BACKGROUND OF THE INVENTION
1. Field of the Invention
The present invention relates to computerized publication of documents, and more particularly to a method for publishing documents on the World Wide Web.
2. Description of the Related Art
Web sites often present content which is constantly changing. Presenting current information to the outside world without requiring an inordinate amount of human effort and computing power is a major technical challenge to Web site designers.
- SUMMARY OF THE INVENTION
Therefore, a need exists for a system and method for generating documents which result in more flexibility providing the capability for constant change to the documents. A further need exists for a method for permitting documents to include multiple fragments wherein the fragments are dynamically updated in an optimal order to accommodate changes.

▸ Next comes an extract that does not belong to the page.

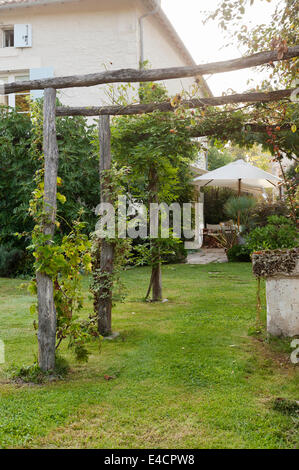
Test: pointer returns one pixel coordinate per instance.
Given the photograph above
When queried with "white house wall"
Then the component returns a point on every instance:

A method for constructing a plurality of objects, in accordance with the present invention includes the steps of providing a plurality of fragments, providing at least one fragment, determining an order for constructing objects based on at least one inclusion relationship between an object and the at least one fragment and constructing the plurality of objects based on the at least one inclusion relationship and the determined order for constructing the objects.
A program storage device readable by machine, tangibly embodying a program of instructions executable by the machine to perform method steps for constructing a plurality of objects, the method steps include providing at least one fragment, determining an order for constructing objects based on at least one inclusion relationship between an object and the at least one fragment and constructing the plurality of objects based on the at least one inclusion relationship and the determined order for constructing the objects.
In alternate methods which may be implemented through a program storage device, the step of determining at least one inclusion relationship between the at least one fragment and the object may be included. The step of verifying one of an existence and a currency of a first object referenced by a second object may also be included. The step of delaying publication of the second object in response to the first object being one of non-existent and obsolete may be included. The steps of examining a plurality of constructed objects, rejecting at least one constructed object based on content and approving remaining constructed objects for publication may further be included. The objects preferably include Web pages and may further include the step of detecting broken hypertext links between Web pages. The steps of detecting changes to the objects and automatically updating the objects according to the order may also be included.
A system for constructing a plurality of objects, in accordance with the present invention, includes a content authoring system for generating fragments and providing include relationships between the fragments. A dependency parser is included for receiving the fragments and parsing the include relationships. A dependency analyzer is provided for determining an efficient order for constructing the plurality of objects from the fragments based on the include relationships. A constructor constructs the plurality of objects in the order determined by the dependency analyzer.
In alternate embodiments, the dependency analyzer preferably employs object dependence graphs to determine an order for constructing the objects. The content authoring system may include fragments input from humans, machines and combinations of humans and machines. The system may further include a consistency checker for delaying publication of inconsistent objects. The system preferably constructs Web pages and the consistency checker may further includes a component for determining broken hypertext links between the Web pages. The constructor may include a page constructor for constructing Web pages from the plurality of objects.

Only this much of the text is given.